Inter, Ausilio e la trattativa Palestra: "Ho preso un due di picche che neanche al liceo"
interIl ds dell'Inter, a margine dell'evento di Rimini per l'apertura del calciomercato, ha commentato con autoironia e simpatia la trattativa sfumata per Palestra: "Ho appena preso un due di picche che neanche alle scuole superiori. Abbiamo fatto quello che dovevamo, ma il nostro massimo è meno della metà di quello che possono fare gli altri". E sulle alternative ha commentato: "Stiamo cercando il profilo più adatto con l'allenatore"
Piero Ausilio, direttore sportivo dell'Inter, ha parlato all'evento di inaugurazione della sessione estiva di calciomercato a Rimini. Tra le sue dichiarazioni principali ovviamente quella su Palestra, con il giocatore che era vicino all'Inter ma che poi ha scelto il Chelsea. Il ds nerazzurro ha commentato con ironia la trattativa sfumata: "Ho appena preso un due di picche che neanche alle scuole superiori... questo è il no che ricordo di più. Noi abbiamo fatto quello che dovevamo ma il nostro massimo è meno della metà di quello che possono fare gli altri. E' un bel due di picche che ci portiamo a casa".
Ausilio: "Alternativa a Palestra? Cerchiamo il profilo giusto"
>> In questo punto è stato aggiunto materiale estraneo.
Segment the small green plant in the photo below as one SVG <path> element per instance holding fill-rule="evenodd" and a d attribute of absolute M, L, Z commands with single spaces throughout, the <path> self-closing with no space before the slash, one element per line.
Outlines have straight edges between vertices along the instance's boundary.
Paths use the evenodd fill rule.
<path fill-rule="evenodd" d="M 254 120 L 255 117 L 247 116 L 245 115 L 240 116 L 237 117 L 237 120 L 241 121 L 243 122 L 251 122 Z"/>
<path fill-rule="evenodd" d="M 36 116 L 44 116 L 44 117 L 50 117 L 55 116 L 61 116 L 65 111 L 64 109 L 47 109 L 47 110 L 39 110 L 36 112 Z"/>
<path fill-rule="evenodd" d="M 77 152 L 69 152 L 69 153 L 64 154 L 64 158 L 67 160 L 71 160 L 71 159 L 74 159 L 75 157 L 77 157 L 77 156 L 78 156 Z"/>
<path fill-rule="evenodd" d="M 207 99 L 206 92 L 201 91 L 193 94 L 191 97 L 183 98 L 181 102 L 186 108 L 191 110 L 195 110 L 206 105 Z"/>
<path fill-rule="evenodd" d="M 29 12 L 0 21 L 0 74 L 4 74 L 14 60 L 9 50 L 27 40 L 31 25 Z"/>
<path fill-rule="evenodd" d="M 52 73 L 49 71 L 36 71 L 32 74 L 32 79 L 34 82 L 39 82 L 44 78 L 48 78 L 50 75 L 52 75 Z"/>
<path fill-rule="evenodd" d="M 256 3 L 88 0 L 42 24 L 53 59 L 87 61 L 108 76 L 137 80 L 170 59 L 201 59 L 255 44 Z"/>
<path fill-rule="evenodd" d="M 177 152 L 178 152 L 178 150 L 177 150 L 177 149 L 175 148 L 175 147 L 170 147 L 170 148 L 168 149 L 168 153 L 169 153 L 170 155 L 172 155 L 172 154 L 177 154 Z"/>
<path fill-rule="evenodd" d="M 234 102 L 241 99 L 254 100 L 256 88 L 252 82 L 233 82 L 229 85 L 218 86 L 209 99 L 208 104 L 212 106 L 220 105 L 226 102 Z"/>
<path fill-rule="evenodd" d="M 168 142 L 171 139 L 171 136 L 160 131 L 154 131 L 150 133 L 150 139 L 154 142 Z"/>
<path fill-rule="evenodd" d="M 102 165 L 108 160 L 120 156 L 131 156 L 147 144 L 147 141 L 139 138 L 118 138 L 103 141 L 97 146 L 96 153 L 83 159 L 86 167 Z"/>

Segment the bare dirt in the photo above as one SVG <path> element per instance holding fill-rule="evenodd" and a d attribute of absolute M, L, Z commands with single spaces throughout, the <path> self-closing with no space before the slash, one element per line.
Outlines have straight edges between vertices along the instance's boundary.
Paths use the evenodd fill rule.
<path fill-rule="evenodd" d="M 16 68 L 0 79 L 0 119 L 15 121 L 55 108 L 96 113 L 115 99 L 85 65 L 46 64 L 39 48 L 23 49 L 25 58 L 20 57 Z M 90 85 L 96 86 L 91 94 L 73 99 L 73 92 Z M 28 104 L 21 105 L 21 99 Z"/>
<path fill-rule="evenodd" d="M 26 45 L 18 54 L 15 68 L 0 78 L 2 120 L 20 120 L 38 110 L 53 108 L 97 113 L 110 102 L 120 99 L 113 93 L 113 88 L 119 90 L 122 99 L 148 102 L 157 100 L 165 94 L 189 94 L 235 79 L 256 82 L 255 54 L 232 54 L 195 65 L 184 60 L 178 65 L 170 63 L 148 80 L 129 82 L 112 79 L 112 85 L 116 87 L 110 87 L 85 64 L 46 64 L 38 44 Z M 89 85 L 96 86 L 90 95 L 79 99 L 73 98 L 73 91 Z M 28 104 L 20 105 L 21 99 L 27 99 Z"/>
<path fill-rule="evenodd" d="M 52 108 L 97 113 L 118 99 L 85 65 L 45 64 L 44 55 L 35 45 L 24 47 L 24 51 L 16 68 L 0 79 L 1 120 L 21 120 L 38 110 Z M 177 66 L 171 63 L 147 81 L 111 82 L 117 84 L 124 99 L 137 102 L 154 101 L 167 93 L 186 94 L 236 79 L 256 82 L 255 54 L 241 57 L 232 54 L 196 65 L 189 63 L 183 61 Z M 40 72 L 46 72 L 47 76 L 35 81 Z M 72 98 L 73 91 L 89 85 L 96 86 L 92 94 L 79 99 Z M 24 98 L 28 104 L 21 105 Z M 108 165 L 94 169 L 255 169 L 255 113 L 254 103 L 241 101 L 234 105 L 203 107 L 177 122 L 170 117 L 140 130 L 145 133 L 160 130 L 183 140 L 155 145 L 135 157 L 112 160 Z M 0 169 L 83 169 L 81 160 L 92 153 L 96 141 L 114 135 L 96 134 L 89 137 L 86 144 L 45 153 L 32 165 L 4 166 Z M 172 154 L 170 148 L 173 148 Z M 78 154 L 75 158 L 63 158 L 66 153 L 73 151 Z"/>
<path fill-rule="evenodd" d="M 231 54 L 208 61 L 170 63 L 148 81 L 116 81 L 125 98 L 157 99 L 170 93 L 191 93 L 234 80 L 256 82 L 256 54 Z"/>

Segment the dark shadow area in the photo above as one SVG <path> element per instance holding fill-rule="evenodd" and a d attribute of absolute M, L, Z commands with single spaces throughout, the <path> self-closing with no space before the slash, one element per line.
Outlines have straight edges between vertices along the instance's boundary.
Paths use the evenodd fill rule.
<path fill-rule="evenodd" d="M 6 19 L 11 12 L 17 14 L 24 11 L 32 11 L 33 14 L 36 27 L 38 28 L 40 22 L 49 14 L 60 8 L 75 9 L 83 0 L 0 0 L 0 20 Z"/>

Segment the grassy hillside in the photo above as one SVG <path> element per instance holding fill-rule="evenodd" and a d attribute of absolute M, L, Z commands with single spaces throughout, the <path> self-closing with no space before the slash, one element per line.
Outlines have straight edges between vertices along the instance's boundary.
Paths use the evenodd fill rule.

E in un'intervista ai microfoni di Luca Marchetti, Piero Ausilio ha commentato quelle che possono essere le idee sulle alternative a Palestra: "Sono dinamiche di mercato, cose normali che succedono, non sarà la prima né l’ultima. Sono scelte legittime che un calciatore fa, stiamo già guardando oltre. Ci sono tante situazioni che stiamo verificando. Fino all'altro giorno abbiamo lavorato su Palestra, adesso abbiamo dato mandato ai nostri osservatori, stiamo facendo dei confronti con con l'allenatore, metteremo sul piatto un po' tutto e poi cercheremo di capire quello che è il giocatore più adatto alle nostre esigenze".
E sulla cifra destinata al mercato...
Ausilio ha anche parlato di quello che sarà il budget destinato al mercato dell'Inter: "Per Palestra è stata fatta un'offerta importante, ma quello era il valore che abbiamo dato a Palestra, un valore importante. Io penso che la proprietà e l'Inter hanno dimostrato le possibilità con quel tipo di offerta, non ci siamo mai nascosti. Credevamo nel valore del giocatore ed era soprattutto un'idea di investimento che avevamo su un ragazzo italiano, giovane e di prospettiva. Ora non vuol dire che andremo a destinare la stessa somma per un calciatore, magari anche si. C'è un budget e cercheremo di sfruttarlo al meglio per fare una squadra migliore, con i giocatori funzionali, indipendentemente da quello che andremo a pagare". Infine una battuta sulle differenze con l'estero: "E' evidente che ci sia una differenza dal punto di vista prettamente economico e di budget, lo dicono i numeri. Questo non vuol dire che non abbiamo né voglia né competenza per fare delle squadre forti che possono essere competitive su tutti i fronti".